XX.
The impure air, the marked and rapid changes of temperature, and the foul water, rendered the tenacity of animal life a simple problem, and when joined to the deprivation of food, it became a matter of surprise that any of the hapless wretches escaped with life.
The intense heat served to accelerate the destruction of the organism, already weakened and sapped by the want of food and the putridity of the atmosphere.
Life is always best supported at a moderate temperature, which, however, is restricted to a certain degree, depending upon the forces of reserve in the animal; and it is observed by experimentalists that all the vital properties of the nervous centres, the nerves and muscles in adult as well as in young warm-blooded animals, may be much increased by a diminution of temperature.

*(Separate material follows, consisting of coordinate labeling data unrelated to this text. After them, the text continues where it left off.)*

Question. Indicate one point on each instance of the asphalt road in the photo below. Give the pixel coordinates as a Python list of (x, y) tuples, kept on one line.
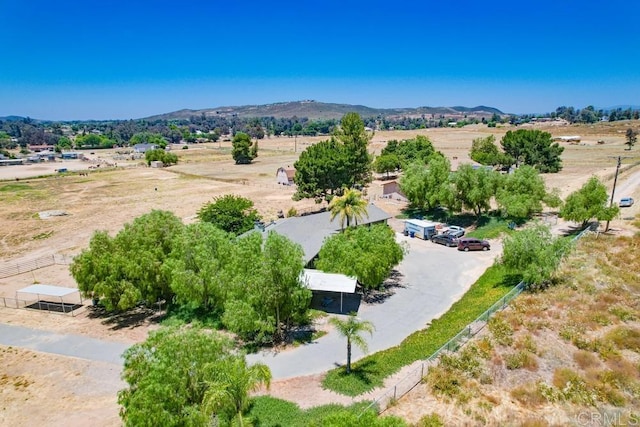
[(434, 277)]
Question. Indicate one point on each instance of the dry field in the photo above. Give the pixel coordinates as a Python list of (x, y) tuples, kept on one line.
[(106, 199), (566, 356)]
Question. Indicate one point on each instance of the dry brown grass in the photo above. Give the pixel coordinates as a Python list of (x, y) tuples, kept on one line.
[(587, 354)]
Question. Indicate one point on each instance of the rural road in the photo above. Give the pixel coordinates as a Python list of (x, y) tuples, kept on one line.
[(434, 277)]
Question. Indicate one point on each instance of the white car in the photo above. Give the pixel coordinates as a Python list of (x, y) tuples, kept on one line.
[(626, 202), (455, 231)]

This is shown by Brown-Sequard, in his illustrations of the influences of prolonged muscular exertion on cadaveric rigidity and putrefaction.
Some few of the soldiers arriving from the army, with their systems already saturated with paludal and animal poisons, and who were profoundly cachectic, could rally very slowly if at all, under the combined influences of the mephitic miasms and heat of the locality, even had there been no fault in the alimentation. But there was a very great number of the prisoners who were free from disease and debility, as they were direct from their homes in the North, or from the healthy camps of instruction.
Scurvy and the vicious forms of zymotic disease, which depend upon starvation and vitiated atmosphere, raged unchecked. The medical care does not seem to have made any impression upon them, because of the limitations of their materia medica, and the want of attention and accommodations for the patients.
There does not seem to have been any sanitary regulations, nor the simplest hygienic precautions adopted by the prison authorities. No proper military arrangements to enforce order among the turbulent or insane, to protect the weak from the strong in the struggle for a morsel of bread, a bone, or a rag of clothing; no proper system of nurses to assist the feeble within the stockade or the hospital, and administer to their wants. Filth was deposited everywhere, because the enfeebled and dying wretches had not sufficient strength to crawl down to the quagmire by the banks of the stream. In the midst of these horrible circumstances, men met their fate with singular calmness and stoicism. Nature strangely appears to conform and temper the asperities of fate to men and animals alike.
XXI.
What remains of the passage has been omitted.